Uruguay prepara nueva táctica para el Mundial 2026: apuesta por presión y velocidad. La selección de Uruguay llega al Mundial 2026 con el esquema renovado de Marcelo Bielsa. El equipo apuesta por una presión intensa y ataques rápidos. La gran incógnita: ¿logrará Darwin Núñez reemplazar a las leyendas en la delantera?
La selección de Uruguay llega al Mundial 2026 con un modelo de juego notablemente renovado. El nuevo entrenador, Marcelo Bielsa, para quien esta es su tercera experiencia en mundiales con distintas selecciones, implanta un estilo vertical agresivo y exige máxima intensidad a sus jugadores en cada zona del campo. Este enfoque ya ha dado resultados en la fase de clasificación: Uruguay lideró la estadística de recuperaciones altas de balón entre todos los equipos de la CONMEBOL, lo que confirma la eficacia de la presión bajo la dirección de Bielsa.
Sin embargo, la renovación del plantel no ha estado exenta de bajas. Por primera vez en muchos años, la selección no contará en ataque con Luis Suárez ni Edinson Cavani, futbolistas que marcaron el rumbo del equipo en los grandes torneos. Ahora toda la responsabilidad recae en Darwin Núñez, quien tras su traspaso del Liverpool al Al-Nassr quedó como el único delantero con experiencia en la élite. Fue el máximo goleador del equipo en la fase de clasificación, pero la presión sobre él aumenta: reemplazar de golpe a dos leyendas no es tarea sencilla.
El esquema táctico de Bielsa se basa en la versatilidad: el técnico utiliza tanto el 3-3-1-3 como el 4-1-4-1, priorizando la amplitud y la velocidad en las transiciones de defensa a ataque. En ofensiva, los jugadores se desmarcan constantemente en busca de espacios libres y, en defensa, aplican presión individual en todo el campo. Este estilo requiere no solo preparación física, sino también una alta concentración; en el pasado, Bielsa ya se ha enfrentado a situaciones en las que sus equipos llegaban agotados a los partidos decisivos del torneo.
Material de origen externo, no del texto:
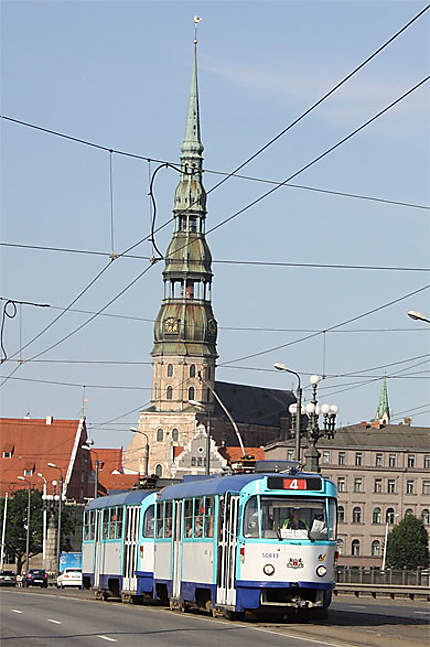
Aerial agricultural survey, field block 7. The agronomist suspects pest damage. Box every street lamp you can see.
[305,375,339,472]
[408,310,430,323]
[188,400,211,476]
[130,427,149,478]
[16,476,31,572]
[273,362,302,463]
[37,472,47,561]
[48,463,63,572]
[81,445,100,499]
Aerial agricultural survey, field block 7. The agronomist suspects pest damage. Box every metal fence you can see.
[336,566,430,587]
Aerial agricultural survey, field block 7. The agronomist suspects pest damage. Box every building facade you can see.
[265,421,430,568]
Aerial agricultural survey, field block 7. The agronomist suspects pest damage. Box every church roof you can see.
[215,381,296,427]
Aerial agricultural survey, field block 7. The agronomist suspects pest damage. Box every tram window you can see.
[143,505,155,537]
[194,499,204,537]
[157,503,164,537]
[109,508,117,539]
[184,499,193,537]
[116,507,122,539]
[103,508,109,539]
[164,501,172,537]
[205,496,215,537]
[243,496,259,537]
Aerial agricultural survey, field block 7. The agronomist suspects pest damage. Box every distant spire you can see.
[181,40,203,156]
[376,375,390,424]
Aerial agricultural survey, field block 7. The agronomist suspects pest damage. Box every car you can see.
[0,571,16,586]
[22,568,48,589]
[57,568,82,589]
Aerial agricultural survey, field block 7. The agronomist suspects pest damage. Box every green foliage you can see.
[387,514,429,571]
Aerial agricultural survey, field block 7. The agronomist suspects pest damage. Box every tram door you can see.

La falta de profundidad en el ataque sigue siendo un punto débil: si Núñez no soporta la carga o queda fuera por lesión, no hay quién lo reemplace. Además, Uruguay no ha pasado de cuartos de final desde 2010, y ahora el equipo debe demostrar que la filosofía renovada puede dar resultados al más alto nivel. En este contexto, también resulta de interés la experiencia de otras selecciones en las que el relevo generacional y los cambios de entrenadores se convierten en un factor clave: por ejemplo, en el partido de Brasil bajo el mando de Ancelotti también se debate quién ocupará el puesto en el ataque al inicio del torneo.
Como referencia: Marcelo Bielsa es uno de los pocos entrenadores que ha dirigido a tres selecciones diferentes en Mundiales. Sus equipos se caracterizan por un ritmo alto y decisiones tácticas poco convencionales. En las eliminatorias al Mundial 2026, Uruguay realizó 147 recuperaciones altas, 26 más que su competidor más cercano. Darwin Núñez marcó 5 goles y dio 2 asistencias, manteniéndose como una pieza clave en el ataque. La ausencia de Suárez y Cavani puede significar tanto una debilidad como una oportunidad para que la nueva generación de jugadores se muestre en el escenario mundial.